St. Gabriel's High School (abbreviated SGHS) is an educational institution located in Kazipet, in Warangal district of Telangana, India. It was established in 1955 by the late Rev. Bro. Vincent. The school is a Montfortian Institution.

==History==
St. Gabriel's High School, Kazipet (Co-Education) is a minority institution. It was established by 'The Brothers of St. Gabriel Educational Society' in June 1955. It is recognised by the Government of Telangana and runs classes from L.K.G. to X. It prepares students for S.S.C. Examination through English Medium.

The Society of the Montfort Brothers of St. Gabriel was founded by St. Louis Marie Grignion de Montfort (1673-1716), a Frenchman, for the education of children and youth, especially of poorer families.

==Anthem and flag==
The school anthem is Lead, Kindly Light. The school flag has two colours, olive green and white, and the school emblem. These are also the colours of the school uniform and tie.

==Academics==
St. Gabriel's High School's curriculum is as prescribed by the Secondary School Certificate (SSC) board. The medium of instruction is English. It provides computer education to students from nursery-10thgrades. The school's best performance was securing All India Open Category 1st rank in the IIT-JEE 2010 examination.

==Sports==
The school has an enormous playground adjacent to the main block. It includes three Football courts, two Volleyball courts, a Netball court, and two Basketball courts. Two football courts put together made a Cricket ground. Students have one to two drill periods per week.
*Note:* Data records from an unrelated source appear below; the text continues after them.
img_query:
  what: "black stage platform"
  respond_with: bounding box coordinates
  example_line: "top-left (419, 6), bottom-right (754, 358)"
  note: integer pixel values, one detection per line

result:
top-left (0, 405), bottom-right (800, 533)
Competitions like the school level, inter school competitions, selections for the Montfort sports meet and various national programmes are held in the school.

==Principals==

- Bro. Vincent (1955–1958)
- Bro. John of god (1958–1962)
- Bro. Eugenius (1962–1965)
- Bro. Amancius (1965–1967)
- Bro. Eugene Mary (1967–1971)
- Bro. James Uralil (1971–1974)
- Bro. Berchmanas (1974–1977)
- Bro. Vincent (1977–1980)
- Bro. Lambert Mary (1980–1983)
- Bro. Alexander (1983–1986)
- Bro. Claude (1986–1989)
- Bro. John Kallarackal (1989–1990)
- Bro. M.P. Thomas (1990–1994)
- Bro. K.T. Chacko (1994–1997)
- Bro. John Kallarackal (1997–2000)
- Bro. K.M. Joseph (2000–2004)
- Bro. Bala Bhaskar. M (2004–2007)
- Bro. P.T. Sebastian (2007–2013)
- Bro. Roque D'Cuhna (2013–2015)
- Bro. Maynard Heldt (2015–2017)
- Bro. Jaico Gervasis (2017–2019)
- Bro. Arun Prakash (2019–2023)
- Bro. P. Anthony (2023–2025)
- Bro. Joseph Amala Rajan (2025- )

==Awards==
Every year awards are given to the students with the best academic performance in each section in each class. Best Outgoing Student awards are given to the 10th students, who achieved excellence in academics, literary and cultural activities, and in NCC. A gold medal is given to the best outgoing student who gave the best all round performance.